About one in 10 Greeks is believed to have developed immunity to swine flu after having contracted the virus, health authorities said yesterday, adding that another 214,000 people, or about 2 percent of the population, have received the H1N1 vaccine. According to the latest report issued by the Center for Infectious Diseases Control (KEEL), at least 800,000 people in Greece have been infected with swine flu, received anti-viral drugs and are now immune. It seems Greeks have overcome the initial skepticism a large proportion had expressed about the possible side effects of the swine flu vaccine, with 214,884 people having received immunization shots between November 16 and yesterday.

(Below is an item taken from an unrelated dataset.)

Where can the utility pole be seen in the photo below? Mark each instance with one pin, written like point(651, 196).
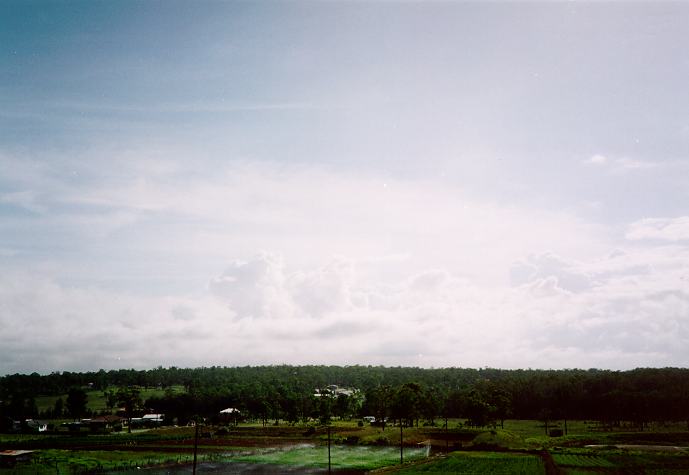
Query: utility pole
point(196, 444)
point(401, 444)
point(329, 467)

Yesterday, the fourth phase of a government plan to vaccinate the entire population against swine flu got under way, focusing on dispensing the vaccine to citizens aged over 50 who do not have other serious health problems. Last week, inoculation centers were vaccinating people aged 18 to 49, the week before that staff were offering jabs for high-risk groups of citizens, including the elderly and those with chronic health problems, while the first week had focused on health sector professionals. According to health authorities, only a few cases of mild side effects have been reported by Greeks who have received the vaccine. These reportedly include mild pain or hives around the area of the injection. Meanwhile, the number of deaths of patients diagnosed with swine flu rose to 34 with five fatalities recorded over the weekend. As has been the case with most fatalities linked to swine flu in Greece, the five most recent deaths involved people with underlying ailments, including acute obesity, Down syndrome or thyroid problems. Another 35 people with swine flu symptoms – including a 26-year-old pregnant woman and a 7-year-old girl – were yesterday in intensive-care units. Another 38 swine flu patients were in regular hospital wards after also being diagnosed with pneumonia.